Siddanth pulled a small, black lanyard with a customized VIP access card from his pocket and handed it to Arjun.

"Starting tomorrow, my driver will pick you up at two o'clock every single afternoon," Siddanth instructed. "He will drive you directly to the Rajiv Gandhi International Stadium. This card gives you full, unrestricted access to the Sunrisers Hyderabad backend practice facilities."

Arjun's eyes widened slightly, holding the heavy plastic all-access pass. "I'm training at the stadium?"

"You are going to bowl to the best batsmen in the world," Siddanth confirmed with a faint, challenging smirk. "We fixed your brace leg and your wrist position in the nets. Now it's time to see if your action holds up when David Warner is trying to hit you into the upper deck. I want you bowling in the franchise nets every single day until your break ends. Dale Steyn and Bhuvi will be there to keep an eye on your seam presentation when I'm batting."

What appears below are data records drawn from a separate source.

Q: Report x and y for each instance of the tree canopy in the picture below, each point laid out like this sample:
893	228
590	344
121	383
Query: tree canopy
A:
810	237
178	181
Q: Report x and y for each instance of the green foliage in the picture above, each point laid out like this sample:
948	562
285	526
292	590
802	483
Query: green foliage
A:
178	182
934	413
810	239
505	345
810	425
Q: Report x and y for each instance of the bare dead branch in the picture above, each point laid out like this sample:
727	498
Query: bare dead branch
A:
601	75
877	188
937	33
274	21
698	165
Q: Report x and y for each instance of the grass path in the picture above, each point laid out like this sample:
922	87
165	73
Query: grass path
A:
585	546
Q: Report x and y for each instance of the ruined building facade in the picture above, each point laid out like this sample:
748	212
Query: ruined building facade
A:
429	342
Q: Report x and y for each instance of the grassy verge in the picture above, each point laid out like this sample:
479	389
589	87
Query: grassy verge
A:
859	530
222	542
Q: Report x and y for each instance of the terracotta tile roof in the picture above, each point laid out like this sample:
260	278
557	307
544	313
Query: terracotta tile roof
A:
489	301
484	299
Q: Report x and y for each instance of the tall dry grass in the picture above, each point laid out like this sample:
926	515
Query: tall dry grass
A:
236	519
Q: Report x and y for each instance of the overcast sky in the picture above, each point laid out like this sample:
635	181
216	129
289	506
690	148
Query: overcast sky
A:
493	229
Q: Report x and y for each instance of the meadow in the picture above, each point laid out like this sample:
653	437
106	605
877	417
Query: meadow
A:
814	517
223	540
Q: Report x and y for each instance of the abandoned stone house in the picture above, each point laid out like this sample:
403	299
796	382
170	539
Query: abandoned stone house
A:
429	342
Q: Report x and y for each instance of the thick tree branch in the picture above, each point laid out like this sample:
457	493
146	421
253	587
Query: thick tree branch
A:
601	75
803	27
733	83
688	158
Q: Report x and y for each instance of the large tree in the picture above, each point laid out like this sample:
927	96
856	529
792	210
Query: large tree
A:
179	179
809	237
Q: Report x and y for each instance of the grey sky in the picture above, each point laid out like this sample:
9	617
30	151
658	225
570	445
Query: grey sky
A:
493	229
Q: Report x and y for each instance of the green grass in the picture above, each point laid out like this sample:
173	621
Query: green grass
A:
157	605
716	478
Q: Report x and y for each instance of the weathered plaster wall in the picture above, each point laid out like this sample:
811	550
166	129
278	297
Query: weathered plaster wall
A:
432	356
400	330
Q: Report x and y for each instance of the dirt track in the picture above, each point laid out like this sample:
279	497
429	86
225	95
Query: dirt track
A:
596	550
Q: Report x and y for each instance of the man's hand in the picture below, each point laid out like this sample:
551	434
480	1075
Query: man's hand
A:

Arjun swallowed hard, the sheer reality of bowling to an international IPL squad hitting him, but he quickly squared his shoulders, accepting the challenge. "I'll be ready, bhaiya."

"I know you will," Siddanth said, opening the driver's side door of the SUV. "I'll see you at the stadium tomorrow, Arjun."

Siddanth slid into the driver's seat and started the engine. He waved a quick goodbye to his parents standing near the doorway and drove down the long, paved driveway, exiting the heavy iron gates of the estate.

The quiet, isolated sanctuary of the farmhouse was officially behind him.

The sprained ankle was fully rehabilitated, the apprentice was primed for battle, and the Sunrisers Hyderabad were currently sitting in the middle of the points table, waiting for their captain to return and take control of the campaign.

The Devil of Cricket was back on the clock.